Helion Energy : pari audacieux de Sam Altman
En juillet 2024, Sam Altman a investi 375 millions de dollars dans Helion Energy. L’entreprise développe un réacteur linéaire compact, loin des tokamaks classiques. Son prototype Polaris vise des températures de 100 millions de degrés Celsius. Un contrat a même été signé avec Microsoft pour fournir 50 MW d’ici 2028.
Cette promesse suscite de nombreuses réserves dans le milieu scientifique. « C’est physiquement impossible avec les technologies actuelles », juge Saskia Mordijck, physicienne spécialiste du plasma. D’autres projets, comme le totamak SPARC, avancent plus prudemment avec des technologies bien mieux documentées.
Les stellarators reviennent dans la course
Le Wendelstein 7-X en Allemagne incarne une autre voie : le stellarator. Contrairement au tokamak SPARC, il n’a pas besoin de courant dans le plasma. Il fonctionne en continu grâce à un champ magnétique complexe mais stable. Ce projet européen a généré des plasmas qui dure jusqu’à 30 minutes. Son coût avoisine 1,44 milliard d’euros, ce qui reflète la sophistication de sa conception.
Pour surmonter ces limites, des entreprises américaines explorent des alternatives. Thea Energy et Type One Energy testent des configurations simplifiées, basées sur des aimants plats contrôlés numériquement. « Cela réduit les coûts et les délais de fabrication », assure Brian Berzin, PDG de Thea Energy. Un prototype est prévu sur une ancienne centrale à charbon, ce qui symboliquement la transition énergétique.

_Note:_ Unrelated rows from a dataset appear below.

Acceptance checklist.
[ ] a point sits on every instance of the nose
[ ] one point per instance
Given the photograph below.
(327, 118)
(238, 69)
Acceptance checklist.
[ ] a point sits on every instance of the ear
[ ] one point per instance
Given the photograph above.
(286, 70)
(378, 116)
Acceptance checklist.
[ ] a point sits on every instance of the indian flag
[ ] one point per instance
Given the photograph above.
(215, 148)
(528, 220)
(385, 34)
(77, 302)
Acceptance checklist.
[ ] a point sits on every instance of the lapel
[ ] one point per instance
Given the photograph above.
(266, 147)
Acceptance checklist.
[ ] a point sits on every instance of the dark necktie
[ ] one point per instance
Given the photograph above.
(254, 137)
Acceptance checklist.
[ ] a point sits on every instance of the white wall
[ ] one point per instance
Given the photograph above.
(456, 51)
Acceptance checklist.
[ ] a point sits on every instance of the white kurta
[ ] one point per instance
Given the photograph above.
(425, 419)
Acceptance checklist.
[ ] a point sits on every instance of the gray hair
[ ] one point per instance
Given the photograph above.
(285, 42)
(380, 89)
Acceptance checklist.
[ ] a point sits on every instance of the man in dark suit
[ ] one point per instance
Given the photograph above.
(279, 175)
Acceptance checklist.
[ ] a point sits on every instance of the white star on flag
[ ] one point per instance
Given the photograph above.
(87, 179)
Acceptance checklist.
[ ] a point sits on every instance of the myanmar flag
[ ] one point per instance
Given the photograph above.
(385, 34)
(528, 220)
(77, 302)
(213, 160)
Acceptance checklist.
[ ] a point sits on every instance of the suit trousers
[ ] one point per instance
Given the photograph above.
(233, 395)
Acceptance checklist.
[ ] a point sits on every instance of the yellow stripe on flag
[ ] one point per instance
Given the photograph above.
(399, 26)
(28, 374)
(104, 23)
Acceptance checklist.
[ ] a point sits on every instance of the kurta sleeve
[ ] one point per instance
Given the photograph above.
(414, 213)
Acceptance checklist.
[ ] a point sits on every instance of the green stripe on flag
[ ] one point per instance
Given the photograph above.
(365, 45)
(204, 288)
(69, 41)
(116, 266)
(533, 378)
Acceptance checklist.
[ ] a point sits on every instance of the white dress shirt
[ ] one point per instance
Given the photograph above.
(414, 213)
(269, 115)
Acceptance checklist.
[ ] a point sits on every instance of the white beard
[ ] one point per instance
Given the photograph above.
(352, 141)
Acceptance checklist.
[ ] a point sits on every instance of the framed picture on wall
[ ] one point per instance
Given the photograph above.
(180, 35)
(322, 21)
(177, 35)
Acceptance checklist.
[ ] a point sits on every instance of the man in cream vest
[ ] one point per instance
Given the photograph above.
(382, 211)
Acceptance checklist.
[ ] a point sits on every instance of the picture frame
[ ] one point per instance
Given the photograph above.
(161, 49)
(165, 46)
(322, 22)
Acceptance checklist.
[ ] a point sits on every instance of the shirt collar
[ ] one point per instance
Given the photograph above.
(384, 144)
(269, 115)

Malgré l’enthousiasme, des barrières subsistent. Le confinement du plasma à plus de 100 millions de degrés reste complexe. Le tritium, combustible rare, doit être produit dans les réacteurs eux-mêmes. Enfin, aucun démonstrateur n’a encore produit de l’électricité en continu de manière rentable. Ces obstacles rappellent que le chemin est encore long, même si les progrès s’accumulent.
L’enjeu dépasse les laboratoires. Les géants de la tech misent sur la fusion pour sécuriser l’énergie de demain. Les data centers d’IA, dont les besoins énergétiques explosent, pourraient en dépendre. Cette vision séduit certains investisseurs, comme Sam Altman, qui y voit une solution indispensable. D’autres appellent à la prudence face à l’emballement médiatique.